3. Figure out what you are good at and build on that. Let’s pretend your companies’ goal is to fix food deserts that plague inner cities. Your company is good at making vertical gardens for schools, but you also do food delivery and community gardens. Focus on building vertical gardens for schools. By specializing in a particular area, you will perfect your craft and become more efficient over time. Suppose you find it critical to offer food delivery, partner with another organization in a mutually beneficial way. Remember, Google was once just a search engine.

4. Focus on the customers, and the profits will come. If you cut every corner to ensure profitability, your customers will feel it. How often do you use a product and think to yourself, “they don’t make them like they used to”? Don’t be that company. Ensure your product meets your customers’ needs and find ways to monetize that infringe on them.

5. Give back. The communities that use your product keep your business afloat. Give back to those communities to help keep them afloat. Not only does this help gain respect and influence for your business, but you are creating a cash cycle. Your customers buy your products; your company supports your customers. The better off your customers are, the more they will help your business.

Wonderful. We are nearly done. Here are the final “meaty” questions of our discussion. You are a person of enormous influence. If you could inspire a movement that would bring the most amount of good to the most amount of people, what would that be? You never know what your idea can trigger. 🙂

The movement would be called walk in my shoes. People would sign up for the service to Livestream moments of their life. The moments would go up to the app server and be edited to show the essential parts. Two people of different cultures will be paired to watch the edited videos of each other’s lives. By exposing people to the struggles, joys, and cultures of each other, we could become closer as a people. Too often, we forget that we are all people on this earth. Social media, which is supposed to bring us together, ends up splitting us up. If we remove the popularity, the stigma, and just experience, then I believe it would bring a deeper understanding of our connection in society.

We are very blessed that very prominent leaders read this column. Is there a person in the world, or in the US with whom you would love to have a private breakfast or lunch with, and why?

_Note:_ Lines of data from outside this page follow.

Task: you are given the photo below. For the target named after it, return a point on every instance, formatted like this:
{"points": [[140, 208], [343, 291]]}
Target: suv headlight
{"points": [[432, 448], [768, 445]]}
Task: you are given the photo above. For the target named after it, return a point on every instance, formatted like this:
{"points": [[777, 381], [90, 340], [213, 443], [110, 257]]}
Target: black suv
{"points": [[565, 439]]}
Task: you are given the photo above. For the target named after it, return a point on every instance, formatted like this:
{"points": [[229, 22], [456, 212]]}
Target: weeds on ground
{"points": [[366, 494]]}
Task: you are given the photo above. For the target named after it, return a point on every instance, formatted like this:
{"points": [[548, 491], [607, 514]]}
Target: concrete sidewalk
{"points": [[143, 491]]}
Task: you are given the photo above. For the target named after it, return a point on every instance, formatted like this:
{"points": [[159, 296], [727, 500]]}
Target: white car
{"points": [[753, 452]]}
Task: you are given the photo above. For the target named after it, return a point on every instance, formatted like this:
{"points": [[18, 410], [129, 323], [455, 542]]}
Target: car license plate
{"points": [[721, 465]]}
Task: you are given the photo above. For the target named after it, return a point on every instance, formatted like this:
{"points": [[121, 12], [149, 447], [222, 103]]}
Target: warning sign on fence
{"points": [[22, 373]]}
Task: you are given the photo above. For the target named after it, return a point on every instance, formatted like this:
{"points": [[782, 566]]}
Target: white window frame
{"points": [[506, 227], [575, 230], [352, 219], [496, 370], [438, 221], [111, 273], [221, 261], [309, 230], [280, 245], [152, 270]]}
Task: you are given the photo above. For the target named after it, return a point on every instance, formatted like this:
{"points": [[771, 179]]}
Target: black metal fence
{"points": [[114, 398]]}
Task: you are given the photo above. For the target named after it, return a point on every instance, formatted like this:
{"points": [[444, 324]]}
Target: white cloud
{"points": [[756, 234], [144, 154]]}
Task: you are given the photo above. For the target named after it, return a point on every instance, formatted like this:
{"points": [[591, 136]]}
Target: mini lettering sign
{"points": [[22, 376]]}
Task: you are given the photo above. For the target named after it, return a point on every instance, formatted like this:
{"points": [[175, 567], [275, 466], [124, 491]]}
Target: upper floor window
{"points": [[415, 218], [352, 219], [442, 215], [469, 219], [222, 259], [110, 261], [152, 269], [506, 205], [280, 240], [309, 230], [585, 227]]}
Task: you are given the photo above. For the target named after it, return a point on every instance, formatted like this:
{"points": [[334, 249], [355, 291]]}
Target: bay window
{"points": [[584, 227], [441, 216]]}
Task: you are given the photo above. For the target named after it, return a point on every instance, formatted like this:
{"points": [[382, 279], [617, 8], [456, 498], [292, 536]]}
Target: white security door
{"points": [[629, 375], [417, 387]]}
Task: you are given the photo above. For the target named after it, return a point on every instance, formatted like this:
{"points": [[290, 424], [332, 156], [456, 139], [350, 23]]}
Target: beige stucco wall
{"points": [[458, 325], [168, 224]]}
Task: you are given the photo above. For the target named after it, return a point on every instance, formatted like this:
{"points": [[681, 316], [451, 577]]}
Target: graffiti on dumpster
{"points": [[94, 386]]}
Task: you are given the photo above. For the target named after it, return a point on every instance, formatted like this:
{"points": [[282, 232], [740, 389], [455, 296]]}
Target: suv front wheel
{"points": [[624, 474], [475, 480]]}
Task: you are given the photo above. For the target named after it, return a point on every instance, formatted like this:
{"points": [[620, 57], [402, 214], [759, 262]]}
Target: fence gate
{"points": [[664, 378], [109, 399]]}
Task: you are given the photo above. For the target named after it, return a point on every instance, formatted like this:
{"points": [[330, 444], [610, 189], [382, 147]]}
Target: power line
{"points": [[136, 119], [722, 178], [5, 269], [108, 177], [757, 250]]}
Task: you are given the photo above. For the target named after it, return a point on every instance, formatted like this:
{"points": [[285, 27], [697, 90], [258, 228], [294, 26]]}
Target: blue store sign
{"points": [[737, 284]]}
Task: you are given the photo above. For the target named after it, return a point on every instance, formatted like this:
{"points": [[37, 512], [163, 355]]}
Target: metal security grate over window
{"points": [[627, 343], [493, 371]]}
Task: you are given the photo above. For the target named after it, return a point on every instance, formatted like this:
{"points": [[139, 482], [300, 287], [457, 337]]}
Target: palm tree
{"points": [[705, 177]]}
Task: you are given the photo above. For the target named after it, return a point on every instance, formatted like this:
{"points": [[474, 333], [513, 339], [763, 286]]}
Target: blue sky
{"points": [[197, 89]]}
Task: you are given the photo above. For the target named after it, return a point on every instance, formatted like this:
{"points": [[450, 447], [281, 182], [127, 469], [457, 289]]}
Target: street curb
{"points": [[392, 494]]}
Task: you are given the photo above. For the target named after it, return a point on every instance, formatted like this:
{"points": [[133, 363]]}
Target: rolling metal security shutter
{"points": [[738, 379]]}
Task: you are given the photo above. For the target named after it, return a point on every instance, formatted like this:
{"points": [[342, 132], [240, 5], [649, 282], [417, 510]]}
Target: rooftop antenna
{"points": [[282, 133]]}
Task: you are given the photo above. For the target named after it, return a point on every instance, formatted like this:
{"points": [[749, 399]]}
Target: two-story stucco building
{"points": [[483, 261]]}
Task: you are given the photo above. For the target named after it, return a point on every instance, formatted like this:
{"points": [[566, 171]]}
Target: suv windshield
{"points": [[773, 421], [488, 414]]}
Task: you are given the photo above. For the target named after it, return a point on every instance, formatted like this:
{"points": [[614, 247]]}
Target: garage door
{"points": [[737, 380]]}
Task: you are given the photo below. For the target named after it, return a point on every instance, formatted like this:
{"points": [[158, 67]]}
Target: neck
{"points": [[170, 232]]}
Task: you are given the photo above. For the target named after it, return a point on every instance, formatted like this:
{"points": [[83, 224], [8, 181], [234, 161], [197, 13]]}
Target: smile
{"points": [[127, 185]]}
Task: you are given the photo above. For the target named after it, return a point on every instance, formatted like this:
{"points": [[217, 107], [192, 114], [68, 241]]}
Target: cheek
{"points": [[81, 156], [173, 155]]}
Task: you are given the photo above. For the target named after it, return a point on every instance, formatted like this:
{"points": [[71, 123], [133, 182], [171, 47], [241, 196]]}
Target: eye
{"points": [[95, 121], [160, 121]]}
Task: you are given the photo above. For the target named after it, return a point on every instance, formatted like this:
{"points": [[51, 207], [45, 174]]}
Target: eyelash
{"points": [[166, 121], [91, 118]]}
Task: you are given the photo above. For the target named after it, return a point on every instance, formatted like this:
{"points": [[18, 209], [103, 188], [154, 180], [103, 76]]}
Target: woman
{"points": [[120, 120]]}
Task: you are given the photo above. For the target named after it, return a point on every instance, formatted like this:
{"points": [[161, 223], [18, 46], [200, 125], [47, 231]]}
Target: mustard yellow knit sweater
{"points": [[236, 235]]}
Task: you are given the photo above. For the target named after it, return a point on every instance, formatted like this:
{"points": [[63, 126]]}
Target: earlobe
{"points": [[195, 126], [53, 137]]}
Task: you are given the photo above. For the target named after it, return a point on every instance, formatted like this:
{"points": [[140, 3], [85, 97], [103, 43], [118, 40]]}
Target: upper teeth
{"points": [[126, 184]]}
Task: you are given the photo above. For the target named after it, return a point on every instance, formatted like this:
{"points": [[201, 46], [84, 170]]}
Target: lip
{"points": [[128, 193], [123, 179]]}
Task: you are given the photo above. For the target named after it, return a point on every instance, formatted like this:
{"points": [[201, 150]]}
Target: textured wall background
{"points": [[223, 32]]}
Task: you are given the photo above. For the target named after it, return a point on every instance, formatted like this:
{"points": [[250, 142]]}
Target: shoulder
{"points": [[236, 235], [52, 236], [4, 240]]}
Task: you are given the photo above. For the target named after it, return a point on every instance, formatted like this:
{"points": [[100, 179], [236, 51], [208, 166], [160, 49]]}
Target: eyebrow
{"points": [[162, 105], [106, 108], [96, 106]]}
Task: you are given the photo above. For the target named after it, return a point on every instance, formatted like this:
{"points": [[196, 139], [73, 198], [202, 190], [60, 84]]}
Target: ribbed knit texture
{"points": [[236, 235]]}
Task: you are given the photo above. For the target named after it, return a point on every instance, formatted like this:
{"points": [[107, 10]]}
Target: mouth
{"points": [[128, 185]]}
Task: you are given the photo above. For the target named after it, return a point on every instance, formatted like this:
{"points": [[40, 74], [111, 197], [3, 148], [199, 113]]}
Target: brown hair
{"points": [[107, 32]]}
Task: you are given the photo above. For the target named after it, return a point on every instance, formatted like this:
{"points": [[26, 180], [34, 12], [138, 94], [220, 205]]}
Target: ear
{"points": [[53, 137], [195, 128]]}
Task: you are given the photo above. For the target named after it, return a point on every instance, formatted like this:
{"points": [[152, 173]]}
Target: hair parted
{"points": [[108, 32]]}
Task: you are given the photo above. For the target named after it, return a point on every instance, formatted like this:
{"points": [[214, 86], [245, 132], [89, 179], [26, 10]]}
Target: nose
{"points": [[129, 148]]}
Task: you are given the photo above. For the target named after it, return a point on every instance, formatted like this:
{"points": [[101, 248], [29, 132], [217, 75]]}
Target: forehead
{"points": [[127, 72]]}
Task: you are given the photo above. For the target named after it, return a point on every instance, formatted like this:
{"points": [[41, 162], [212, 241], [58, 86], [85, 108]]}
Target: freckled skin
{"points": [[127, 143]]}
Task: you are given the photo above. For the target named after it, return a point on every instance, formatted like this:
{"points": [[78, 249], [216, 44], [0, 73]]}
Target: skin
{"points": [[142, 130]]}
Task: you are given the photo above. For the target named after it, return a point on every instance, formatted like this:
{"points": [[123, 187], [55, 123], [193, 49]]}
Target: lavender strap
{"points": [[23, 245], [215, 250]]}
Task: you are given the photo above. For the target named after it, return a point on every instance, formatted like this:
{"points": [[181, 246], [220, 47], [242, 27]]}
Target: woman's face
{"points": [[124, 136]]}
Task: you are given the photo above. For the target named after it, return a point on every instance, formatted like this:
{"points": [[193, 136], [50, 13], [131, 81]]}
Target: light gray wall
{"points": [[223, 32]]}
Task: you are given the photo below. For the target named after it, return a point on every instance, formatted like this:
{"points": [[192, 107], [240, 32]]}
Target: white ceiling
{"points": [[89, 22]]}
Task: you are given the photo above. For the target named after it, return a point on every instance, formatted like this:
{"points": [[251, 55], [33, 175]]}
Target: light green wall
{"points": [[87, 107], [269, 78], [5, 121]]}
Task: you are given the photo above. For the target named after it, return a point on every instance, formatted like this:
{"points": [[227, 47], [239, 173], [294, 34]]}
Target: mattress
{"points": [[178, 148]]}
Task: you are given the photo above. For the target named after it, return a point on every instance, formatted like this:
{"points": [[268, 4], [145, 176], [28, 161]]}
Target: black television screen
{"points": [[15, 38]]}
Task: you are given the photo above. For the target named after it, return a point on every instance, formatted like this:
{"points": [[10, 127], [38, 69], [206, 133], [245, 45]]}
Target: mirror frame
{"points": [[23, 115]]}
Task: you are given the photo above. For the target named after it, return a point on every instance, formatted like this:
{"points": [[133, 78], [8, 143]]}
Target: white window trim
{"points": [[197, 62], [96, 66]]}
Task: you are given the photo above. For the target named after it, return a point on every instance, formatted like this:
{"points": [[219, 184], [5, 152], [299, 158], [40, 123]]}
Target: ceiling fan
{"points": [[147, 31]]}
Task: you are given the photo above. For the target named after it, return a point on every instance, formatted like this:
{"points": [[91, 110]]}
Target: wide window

He or she might just see this if we tag them 🙂

I would like to have a private lunch with Lebron James. Hands down. I have never been into basketball (mostly because I am not very good at it, although I did see him play back when he was with Miami), but his work with the I Promise school amazed me. He wanted to create an equitable future for children just like him, and he took it beyond a simple donation. He launched a school! Not only did he establish a school, but it is built around a STEM curriculum and creates an atmosphere of love and family for its students. It’s an example of what the school system should be.

Thank you so much for this. This was very inspirational, and we wish you only continued success!